Siyasi tarih mezarlığı kendini yenilmez sanan liderlerle, rejimlerle dolu. Nice nice kudretinden sual olunmaz liderler, aktörler, rejimler aynı kaçınılmaz sonu yaşadı. Hepsi de siyasal rejimlerinin ilelebet süreceğinden emindi. Ancak öyle olmadı, olamazdı. Hepsinin bir siyasi raf ömrü vardı, aksi durum eşyanın doğasına aykırıydı. Güç zehirlenmesi bir bumerang gibi sahiplerine dönebiliyor.
∗∗∗
Siyasal İslamcılar kaybetti. Tıpkı tüm Ortadoğu ve Kuzey Afrika genelinde olduğu gibi.
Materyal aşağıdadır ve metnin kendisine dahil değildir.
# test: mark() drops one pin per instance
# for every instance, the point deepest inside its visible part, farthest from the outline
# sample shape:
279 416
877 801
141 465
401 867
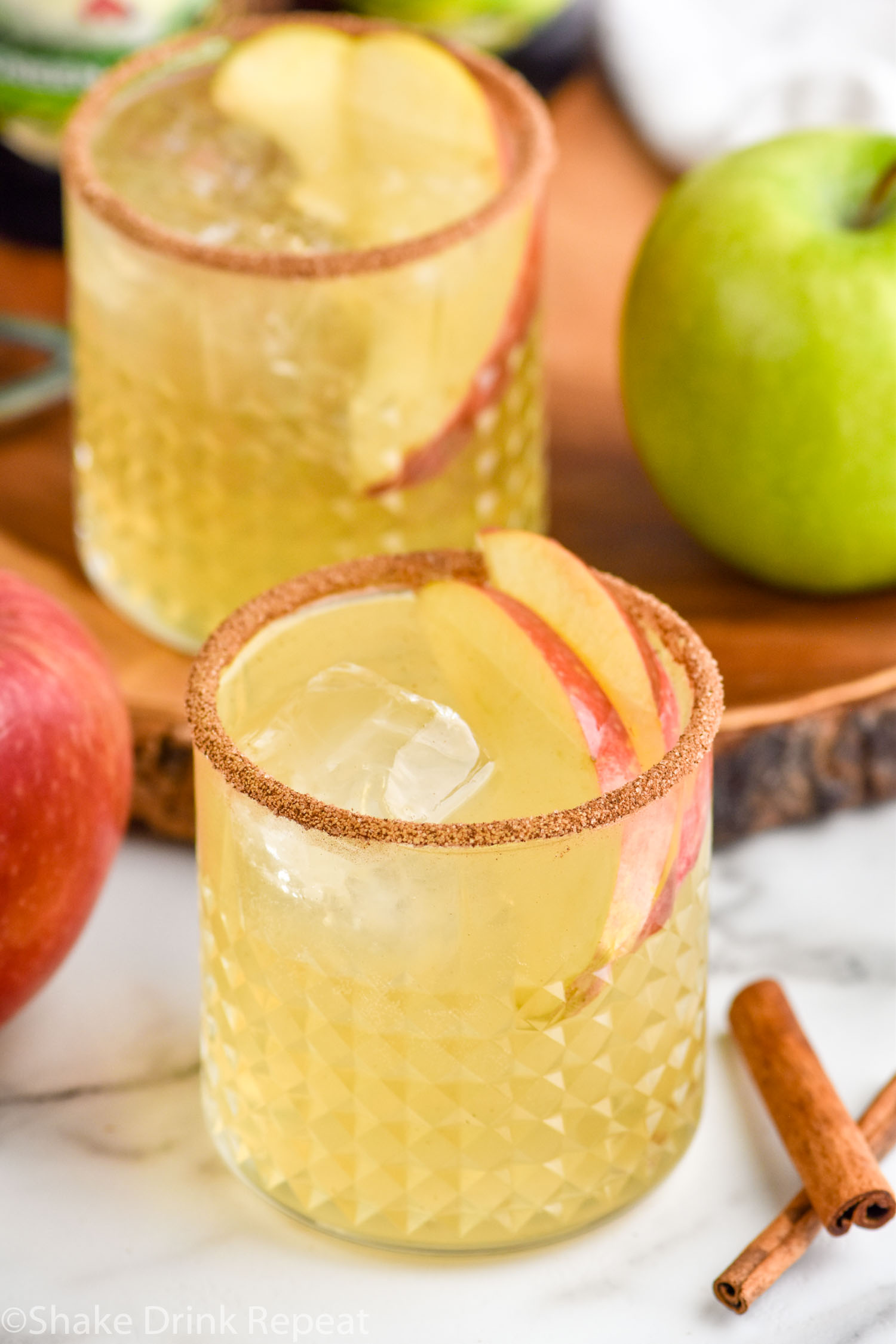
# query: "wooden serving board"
811 685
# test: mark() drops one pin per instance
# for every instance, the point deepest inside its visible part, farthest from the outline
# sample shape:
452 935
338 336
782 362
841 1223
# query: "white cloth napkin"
702 77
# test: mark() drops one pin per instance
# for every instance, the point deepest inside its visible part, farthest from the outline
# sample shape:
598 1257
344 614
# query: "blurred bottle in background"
50 53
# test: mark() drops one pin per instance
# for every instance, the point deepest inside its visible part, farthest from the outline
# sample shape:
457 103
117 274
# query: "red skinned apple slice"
573 601
694 829
487 389
527 699
607 741
646 866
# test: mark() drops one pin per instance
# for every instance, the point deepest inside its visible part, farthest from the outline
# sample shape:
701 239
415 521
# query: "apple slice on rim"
573 601
489 379
392 137
527 698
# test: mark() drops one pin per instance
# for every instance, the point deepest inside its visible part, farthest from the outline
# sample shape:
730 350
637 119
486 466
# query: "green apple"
759 359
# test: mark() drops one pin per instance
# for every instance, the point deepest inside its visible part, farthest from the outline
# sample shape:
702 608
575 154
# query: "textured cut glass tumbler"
419 1035
245 415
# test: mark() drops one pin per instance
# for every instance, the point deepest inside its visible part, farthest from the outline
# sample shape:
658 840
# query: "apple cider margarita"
305 262
453 835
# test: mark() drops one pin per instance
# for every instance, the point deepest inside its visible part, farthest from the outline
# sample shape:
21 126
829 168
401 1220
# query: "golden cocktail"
461 1004
304 331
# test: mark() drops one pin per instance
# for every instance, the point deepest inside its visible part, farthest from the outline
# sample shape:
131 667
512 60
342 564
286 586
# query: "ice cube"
352 738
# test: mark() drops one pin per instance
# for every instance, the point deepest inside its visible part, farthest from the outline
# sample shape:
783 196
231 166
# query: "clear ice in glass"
355 739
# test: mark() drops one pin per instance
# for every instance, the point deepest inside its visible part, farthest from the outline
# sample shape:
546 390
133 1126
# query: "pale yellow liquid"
392 1045
217 412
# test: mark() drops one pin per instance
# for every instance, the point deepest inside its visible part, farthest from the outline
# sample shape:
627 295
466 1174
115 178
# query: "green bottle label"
53 50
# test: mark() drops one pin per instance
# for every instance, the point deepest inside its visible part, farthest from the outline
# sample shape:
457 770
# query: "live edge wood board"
811 685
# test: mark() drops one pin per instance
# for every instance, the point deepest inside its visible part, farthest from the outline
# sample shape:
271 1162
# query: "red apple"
65 784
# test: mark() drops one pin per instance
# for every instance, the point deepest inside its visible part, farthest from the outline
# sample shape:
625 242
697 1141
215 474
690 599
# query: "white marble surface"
112 1199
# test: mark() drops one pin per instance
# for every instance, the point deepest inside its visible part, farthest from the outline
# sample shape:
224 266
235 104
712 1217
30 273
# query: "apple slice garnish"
392 137
530 702
573 601
487 386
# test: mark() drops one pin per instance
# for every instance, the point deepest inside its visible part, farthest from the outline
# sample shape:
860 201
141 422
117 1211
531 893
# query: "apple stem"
877 200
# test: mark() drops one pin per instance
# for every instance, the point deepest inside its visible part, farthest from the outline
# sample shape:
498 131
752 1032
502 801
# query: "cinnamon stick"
840 1173
797 1226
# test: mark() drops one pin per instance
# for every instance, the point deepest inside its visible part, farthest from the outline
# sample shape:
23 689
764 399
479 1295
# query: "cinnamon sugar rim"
520 112
410 572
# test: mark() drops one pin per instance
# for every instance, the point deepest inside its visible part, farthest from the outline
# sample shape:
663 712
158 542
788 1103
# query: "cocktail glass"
446 1036
250 412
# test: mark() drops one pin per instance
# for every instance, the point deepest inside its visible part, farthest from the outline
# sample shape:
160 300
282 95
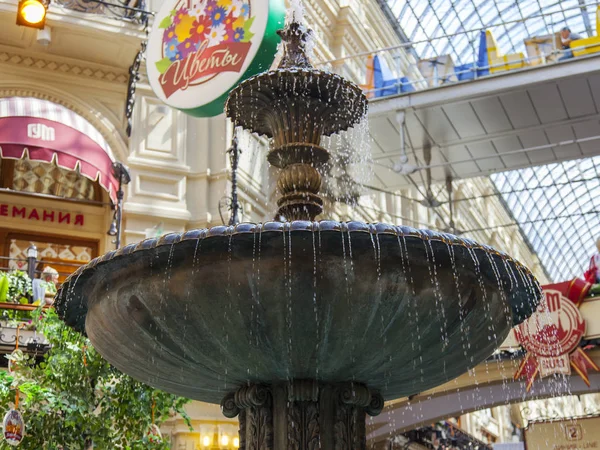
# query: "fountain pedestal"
302 415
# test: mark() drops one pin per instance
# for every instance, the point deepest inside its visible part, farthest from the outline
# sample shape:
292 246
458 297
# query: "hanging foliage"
73 399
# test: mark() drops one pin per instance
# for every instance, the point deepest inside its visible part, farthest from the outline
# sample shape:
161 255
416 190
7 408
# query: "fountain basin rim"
289 227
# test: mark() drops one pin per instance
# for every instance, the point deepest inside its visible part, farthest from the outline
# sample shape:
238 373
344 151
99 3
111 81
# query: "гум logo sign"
200 49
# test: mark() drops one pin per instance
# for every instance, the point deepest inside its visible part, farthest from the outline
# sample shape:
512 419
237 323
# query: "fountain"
300 328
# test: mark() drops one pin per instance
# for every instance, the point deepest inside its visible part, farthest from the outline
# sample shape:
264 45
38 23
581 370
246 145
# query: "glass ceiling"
557 207
457 23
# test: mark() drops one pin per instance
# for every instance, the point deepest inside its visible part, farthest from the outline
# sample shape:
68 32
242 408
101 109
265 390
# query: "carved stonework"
60 66
302 415
303 426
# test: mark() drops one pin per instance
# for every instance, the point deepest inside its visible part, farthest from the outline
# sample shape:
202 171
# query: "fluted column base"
302 415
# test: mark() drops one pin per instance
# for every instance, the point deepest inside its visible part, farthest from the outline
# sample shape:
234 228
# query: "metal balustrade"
406 77
131 10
Kaybetme emareleri çok önceden görülmeye başlansa da sancılı geçen yerel seçimler bunun somut teyidi oldu.
Bu zafer tek adam rejiminin bağnaz, otoriter, baskıcı yönetimine karşı on yıllardır direnen kadınların, gençlerin, emekçilerin, doğasına ve yaşam alanlarına sahip çıkanların, laik-seküler-ilerici güçlerin. Yani bir bütün olarak toplumsal muhalefetin.
Parça parça, kent kent, mahalle mahalle ilmek ilmek örülen direnç sayesinde siyasal İslamcı rejim geriletildi. Ülkenin toplumsal, siyasal yaşamına, tarihsel birikimine, ilerici kazanımlarına saldırılara yanıt sandıkta verilmiş oldu.
REJİMİN KALELERİ ÇÖKERKEN
Rejimin devasa propaganda makinelerine, baskı aygıtlarına, devlet/iktidar gücüne rağmen alınan bu sonuçlar köklü kırılmaların habercisi. Rejimin sarsılmaz sanılan kalelerinin çökmesi, iktidar hattında çözülüşü hızlandıracak manivela işlevi görecektir.
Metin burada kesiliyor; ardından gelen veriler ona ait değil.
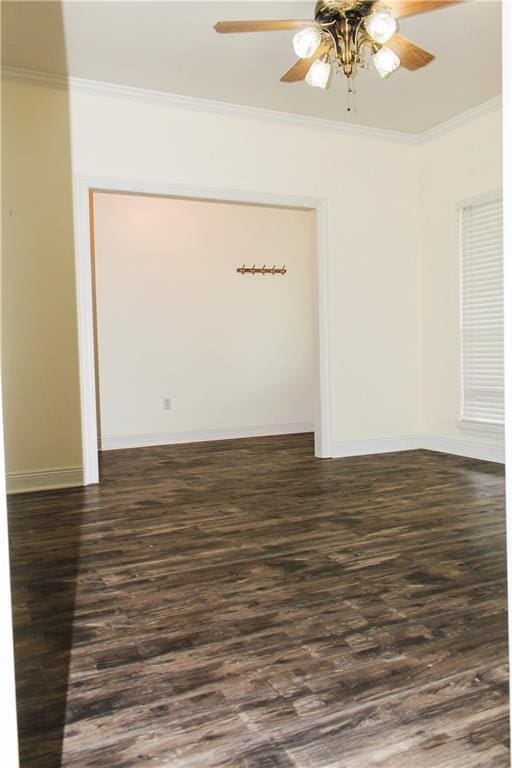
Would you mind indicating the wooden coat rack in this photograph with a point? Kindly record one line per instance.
(264, 270)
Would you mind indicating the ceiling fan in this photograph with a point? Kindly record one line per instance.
(345, 35)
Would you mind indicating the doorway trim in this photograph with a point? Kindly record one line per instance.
(83, 187)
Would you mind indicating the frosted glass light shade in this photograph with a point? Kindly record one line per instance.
(381, 25)
(306, 42)
(386, 61)
(319, 74)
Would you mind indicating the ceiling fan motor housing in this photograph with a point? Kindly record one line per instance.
(327, 11)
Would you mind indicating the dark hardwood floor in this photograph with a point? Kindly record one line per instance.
(241, 604)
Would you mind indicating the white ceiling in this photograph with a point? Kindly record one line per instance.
(171, 46)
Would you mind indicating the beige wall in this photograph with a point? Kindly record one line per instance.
(372, 267)
(39, 334)
(174, 318)
(454, 166)
(392, 239)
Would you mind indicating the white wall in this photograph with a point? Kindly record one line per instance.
(373, 252)
(376, 191)
(234, 353)
(454, 166)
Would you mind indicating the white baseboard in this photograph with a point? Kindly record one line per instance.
(71, 477)
(465, 448)
(175, 438)
(44, 479)
(373, 445)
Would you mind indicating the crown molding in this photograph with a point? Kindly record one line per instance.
(96, 87)
(464, 117)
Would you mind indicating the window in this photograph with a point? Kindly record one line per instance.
(481, 242)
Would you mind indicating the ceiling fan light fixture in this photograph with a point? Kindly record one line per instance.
(381, 25)
(306, 42)
(319, 74)
(385, 61)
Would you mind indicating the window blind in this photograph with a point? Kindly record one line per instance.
(481, 241)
Sonuçlar, bundan yirmi iki yıl önce ekonomik krizin etkisi, emperyalist-küresel güçlerin yol vermesiyle işbaşına gelen Siyasal İslamcıların sonunun başlangıcı demek. Ancak her şey bitmiş değil. Bu daha başlangıç.
HİÇ KİMSE YENİLMEZ DEĞİL
Sandık sonuçları otoriter popülist rejimlerin de yenilebileceğini göstermesi açısından önemli. Yereldeki başarıların bu tarz rejimleri nasıl da yerinden ettiğine yakın siyasi tarih tanık.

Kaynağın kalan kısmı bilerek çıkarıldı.